Celtic Frost, ou le groupe le plus visionnaire de ces 20 dernières années. Le groupe qui a ouvert les portes du black métal moderne, qui a osé et a montré que le métal sombre pouvait se mélanger à d’autres styles pour le rendre plus fort.
Alors, comment pouvait revenir Celtic Frost après ces longues années d’absence discographiques et scéniques ? Serait-il toujours ce groupe à la fois novateur et avant-gardiste ? La réponse est claire : oui.
D’entrée de jeu, on est fixé : l’ambiance est morbide, la distorsion est pourrie jusqu'à la moelle, les voix sont envoutantes et terrifiantes, la basse est monolithique.

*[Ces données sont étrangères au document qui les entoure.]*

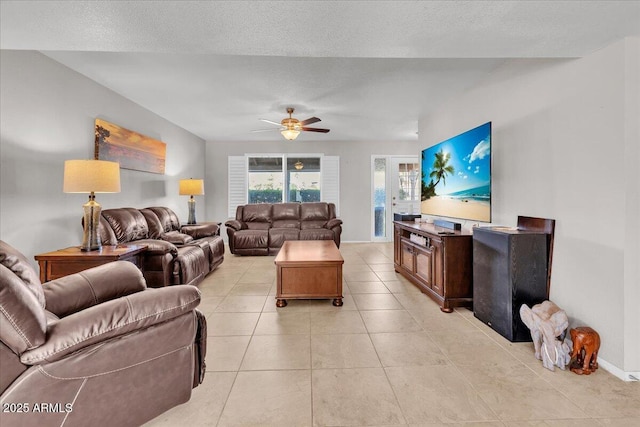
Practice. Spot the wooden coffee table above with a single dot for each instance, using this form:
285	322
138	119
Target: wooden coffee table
309	269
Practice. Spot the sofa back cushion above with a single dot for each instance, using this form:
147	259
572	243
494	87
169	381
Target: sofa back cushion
18	264
314	215
128	224
22	316
286	215
168	218
153	222
257	216
107	236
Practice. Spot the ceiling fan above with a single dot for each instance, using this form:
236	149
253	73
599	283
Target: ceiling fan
291	127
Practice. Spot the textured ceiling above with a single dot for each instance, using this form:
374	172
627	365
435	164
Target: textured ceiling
369	70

Ecouter Monotheist par bribes relèverait de la stupidité. Monotheist tout entier est une ode à la nuit, aux puissances des ténèbres et à l’anti divinité. De Progeny au titre final du triptyque Winter, tout est placé sous le signe des ténèbres. Que dire de cette progression dans l’indicible ? La folie augmente progressivement jusqu’à A dying God Coming Into Human Flesh, titre schizophrène du plus pur effet. Puis, passant par divers états de la dépression mentale (Drown with Ashes et ses voix féminines mélancoliques) et de la noirceur absolue, avec un point culminant pour Ain Elohim, nous arrivons au triptyque final qu’est l’association de Totengott, Synagoga Satanae et Winter. Ces 3 titres sont indissociables, les écouter seuls un à un relèverait du parjure, car ce triptyque est une véritable ode au culte infernal. Totengott, ou seul Martin Eric Ain chante, ou psalmodie une incantation sinistre dans une ambiance morbide, Synagoga Satanae, titre de 14 minutes qui monte crescendo dans l’horreur et Winter, suite du Requiem entamé il y a plus de 10 ans, sorte de respiration légère dans cette atmosphère goudronnée.

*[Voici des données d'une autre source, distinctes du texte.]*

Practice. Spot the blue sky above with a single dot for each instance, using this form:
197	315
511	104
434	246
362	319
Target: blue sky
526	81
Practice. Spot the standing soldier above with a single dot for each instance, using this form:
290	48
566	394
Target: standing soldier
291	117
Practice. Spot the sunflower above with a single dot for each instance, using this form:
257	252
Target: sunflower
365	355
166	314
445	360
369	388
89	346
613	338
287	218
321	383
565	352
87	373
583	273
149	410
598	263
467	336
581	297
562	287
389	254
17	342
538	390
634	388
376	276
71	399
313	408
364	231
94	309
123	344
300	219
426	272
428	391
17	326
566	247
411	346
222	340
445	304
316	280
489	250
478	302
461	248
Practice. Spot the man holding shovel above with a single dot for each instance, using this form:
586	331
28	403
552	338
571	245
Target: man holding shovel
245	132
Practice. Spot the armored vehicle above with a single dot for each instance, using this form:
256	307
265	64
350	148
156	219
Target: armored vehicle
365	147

Verdict ? Monotheist est sublime de noirceur. Pour ma part, il s’agit incontestablement d’un chef d’œuvre absolu, le meilleur album qui retourne les tripes depuis des lustres.Monotheist me procure toujours ce frisson long de 74 minutes. Si vous cherchez une bande son pour vos soirées Lovecraft, la voici toute désignée. Celtic Frost envoie paitre la plupart des groupes de black métal au discours vide de sens. Celtic Frost a encore innové : il a mélangé avec perfection les ambiances doomesques avec un discours résolumment anti-divinité du black métal primitif.

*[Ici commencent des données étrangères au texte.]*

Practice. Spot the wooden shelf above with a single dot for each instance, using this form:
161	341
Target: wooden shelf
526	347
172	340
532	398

Si vous avez raté Celtic Frost en concert, sachez que ce concert fut le prolongement évident de Monotheist. Un concert noir et oppressant qui ne fut qu’une longue messe noire au final. Martin Eric Ain se transformant en prêtre possédé (« Do you respect your dead ? » « When was the last time you go to the Church ? »), Gabriel Fischer, donnant une dimension nouvelle aux anciens titres et Franco Sesa, possédé de bout en bout. Synagoga Satanae fut LE moment du concert, l’ambiance sur le disque étant multipliée par 10, les émotions tout autant.
Celtic Frost est grand.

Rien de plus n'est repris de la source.